Jules II (1443 - 1513) - Un pape soldat, homme d'État et mécène - Herodote.net

Jules II (1443 - 1513)

Un pape soldat, homme d'État et mécène

Pape sous le nom de Jules II, Giuliano Della Rovere entame son ascension à la cour pontificale grâce au soutien de son oncle Francesco Della Rovere, pape en 1471 sous le nom de Sixte IV.

Il ne dédaigne pas les plaisirs profanes comme l'atteste la naissance de plusieurs bâtards. Mais assez peu attiré par le luxe pour lui-même, il dénonce le népotisme d'Alexandre VI Borgia, ce qui lui vaut d'attendre sa mort pour revenir à Rome et préparer sa propre élection. Celle-ci intervient le 1er novembre 1503 après le bref pontificat de Pie III (25 jours).

Jules II (Raphaël, 1511-1512, National Gallery, Londres)

Un pape soldat

Le nouveau pape a déjà soixante ans mais, plus épris de combats que de bonnes paroles, plus à l'aise dans une armure que sous la tiare, homme d'action, combattant dans l'âme, il va se comporter avant tout en souverain temporel.

Soucieux de consolider les États pontificaux alors menacés de dislocation, il réannexe à la tête de son armée, dès 1504, la Romagne et les autres possession de César Borgia, dont Bologne et Pérouse.

Mais il ne tarde pas à se heurter à Venise.
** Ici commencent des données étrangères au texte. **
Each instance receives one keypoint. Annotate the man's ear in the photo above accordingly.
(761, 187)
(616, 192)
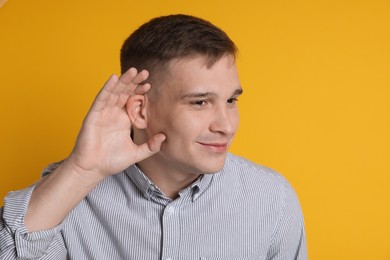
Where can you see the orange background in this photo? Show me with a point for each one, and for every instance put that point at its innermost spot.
(316, 103)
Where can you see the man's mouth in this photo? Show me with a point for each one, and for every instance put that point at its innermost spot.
(215, 147)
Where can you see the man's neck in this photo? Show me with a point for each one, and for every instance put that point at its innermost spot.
(168, 179)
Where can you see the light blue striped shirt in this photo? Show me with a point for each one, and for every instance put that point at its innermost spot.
(245, 211)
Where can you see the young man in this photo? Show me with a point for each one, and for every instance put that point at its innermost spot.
(171, 190)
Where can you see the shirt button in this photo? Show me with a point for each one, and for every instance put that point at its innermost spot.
(170, 211)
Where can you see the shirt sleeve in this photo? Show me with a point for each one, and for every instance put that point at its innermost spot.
(289, 240)
(15, 240)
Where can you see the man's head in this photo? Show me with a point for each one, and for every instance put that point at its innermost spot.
(195, 84)
(161, 40)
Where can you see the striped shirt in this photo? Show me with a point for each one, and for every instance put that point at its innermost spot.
(245, 211)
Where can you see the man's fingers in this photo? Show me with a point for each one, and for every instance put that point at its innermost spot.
(104, 95)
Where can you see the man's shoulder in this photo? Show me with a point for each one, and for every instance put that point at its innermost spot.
(250, 173)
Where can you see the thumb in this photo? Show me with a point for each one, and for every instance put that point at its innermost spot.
(151, 147)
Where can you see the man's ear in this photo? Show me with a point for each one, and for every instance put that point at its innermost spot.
(136, 110)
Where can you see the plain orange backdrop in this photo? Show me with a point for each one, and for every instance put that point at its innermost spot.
(316, 103)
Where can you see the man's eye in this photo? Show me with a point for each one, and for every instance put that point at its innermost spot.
(200, 103)
(232, 100)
La Sérénissime République prétend en effet étendre ses possessions de Terre Ferme et conquérir la Romagne. Le 10 décembre 1508, le pape Jules II constitue contre elle la ligue de Cambrai, avec la France de  Louis XII, l'empereur d'Allemagne Maximilien 1er, l'Aragon de Ferdinand le Catholique et la Savoie.
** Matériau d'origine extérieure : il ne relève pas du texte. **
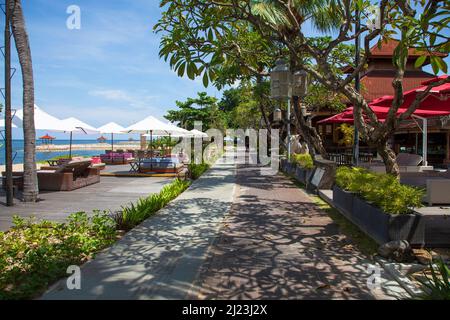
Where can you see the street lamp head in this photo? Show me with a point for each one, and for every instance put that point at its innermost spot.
(277, 115)
(300, 83)
(280, 81)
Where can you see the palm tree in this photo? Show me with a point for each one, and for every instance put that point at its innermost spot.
(30, 187)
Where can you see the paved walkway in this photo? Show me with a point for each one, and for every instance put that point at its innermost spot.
(277, 244)
(110, 194)
(160, 258)
(235, 234)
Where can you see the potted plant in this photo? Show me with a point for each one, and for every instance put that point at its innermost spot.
(304, 167)
(379, 205)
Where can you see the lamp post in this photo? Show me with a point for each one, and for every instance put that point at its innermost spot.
(281, 89)
(357, 89)
(8, 118)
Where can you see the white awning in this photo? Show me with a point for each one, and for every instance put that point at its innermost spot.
(198, 134)
(42, 120)
(77, 126)
(111, 127)
(153, 126)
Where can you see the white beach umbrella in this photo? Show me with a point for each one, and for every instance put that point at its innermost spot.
(2, 122)
(74, 125)
(111, 128)
(77, 126)
(153, 126)
(198, 134)
(42, 120)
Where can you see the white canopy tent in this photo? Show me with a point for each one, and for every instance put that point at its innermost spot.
(42, 120)
(111, 128)
(2, 123)
(73, 125)
(152, 126)
(198, 134)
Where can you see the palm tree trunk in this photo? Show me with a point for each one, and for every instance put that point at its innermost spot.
(30, 187)
(389, 159)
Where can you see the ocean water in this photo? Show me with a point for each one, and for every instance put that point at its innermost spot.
(42, 156)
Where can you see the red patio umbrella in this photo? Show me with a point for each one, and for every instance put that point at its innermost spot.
(437, 99)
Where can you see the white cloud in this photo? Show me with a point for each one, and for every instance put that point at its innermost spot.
(116, 95)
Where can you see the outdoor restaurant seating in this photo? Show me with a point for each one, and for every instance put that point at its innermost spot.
(67, 176)
(160, 165)
(116, 157)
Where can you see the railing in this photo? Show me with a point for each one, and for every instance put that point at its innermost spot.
(344, 156)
À Agnadel, la Ligue a raison des Vénitiens. Sa victoire met la République de Venise à la merci d'une invasion, voire d'une disparition.
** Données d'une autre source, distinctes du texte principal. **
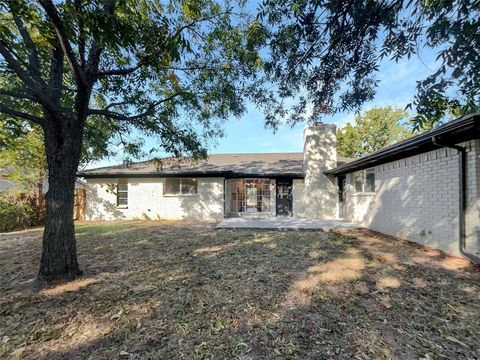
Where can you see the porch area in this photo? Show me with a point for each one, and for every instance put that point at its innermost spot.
(284, 223)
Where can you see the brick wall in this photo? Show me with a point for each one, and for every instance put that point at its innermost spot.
(146, 201)
(417, 198)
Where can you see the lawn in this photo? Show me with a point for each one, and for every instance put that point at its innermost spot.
(154, 290)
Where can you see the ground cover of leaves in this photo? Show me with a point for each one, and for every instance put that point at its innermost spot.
(171, 290)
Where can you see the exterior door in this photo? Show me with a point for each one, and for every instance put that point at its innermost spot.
(284, 197)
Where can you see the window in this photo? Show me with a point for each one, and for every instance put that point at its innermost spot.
(249, 195)
(180, 186)
(364, 181)
(122, 194)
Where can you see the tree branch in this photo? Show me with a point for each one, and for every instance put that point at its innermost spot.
(96, 50)
(9, 111)
(121, 117)
(124, 71)
(81, 33)
(54, 17)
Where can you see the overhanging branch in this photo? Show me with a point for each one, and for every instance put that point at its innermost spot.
(122, 117)
(16, 95)
(34, 87)
(54, 17)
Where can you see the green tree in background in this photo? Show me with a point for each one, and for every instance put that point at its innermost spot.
(108, 69)
(373, 130)
(327, 54)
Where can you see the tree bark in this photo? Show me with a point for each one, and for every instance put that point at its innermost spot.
(63, 143)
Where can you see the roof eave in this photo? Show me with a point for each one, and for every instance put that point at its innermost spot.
(226, 174)
(458, 131)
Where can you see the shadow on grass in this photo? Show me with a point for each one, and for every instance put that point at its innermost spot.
(184, 292)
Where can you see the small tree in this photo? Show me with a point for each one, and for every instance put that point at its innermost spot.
(174, 70)
(375, 129)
Le pape, du coup, craint pour son indépendance. Il se retourne contre ses alliés et fait la paix avec la Sérénissime avec l'objectif de chasser d'Italie les « Barbares du Nord » (les Français).

Le  4 octobre 1511, il forme avec le doge de Venise, et le roi d'Aragon une Sainte Ligue contre le roi de France et l'empereur d'Allemagne. L'alliance est rejointe par le roi Henri VIII d'Angleterre.

Le 11 avril 1512, les Français l'emportent à Ravenne sur les Vénitiens et les Espagnols réunis mais cette victoire ne les empêche pas d'être peu après chassés du Milanais.

Triomphant, le vieux pape se réconcilie avec les princes italiens comme avec l'empereur Maximilien 1er. Mais il meurt avant d'avoir tiré tout le bénéfice de sa victoire et laissera à la postérité le souvenir de son mécénat bien plus que celui de ses exploits militaires.

Un mécène

C'est que Jules II, assez peu intéressé au dogme et à la réforme de l'Église, use des richesses du Saint Siège au bénéfice des humanistes et des artistes.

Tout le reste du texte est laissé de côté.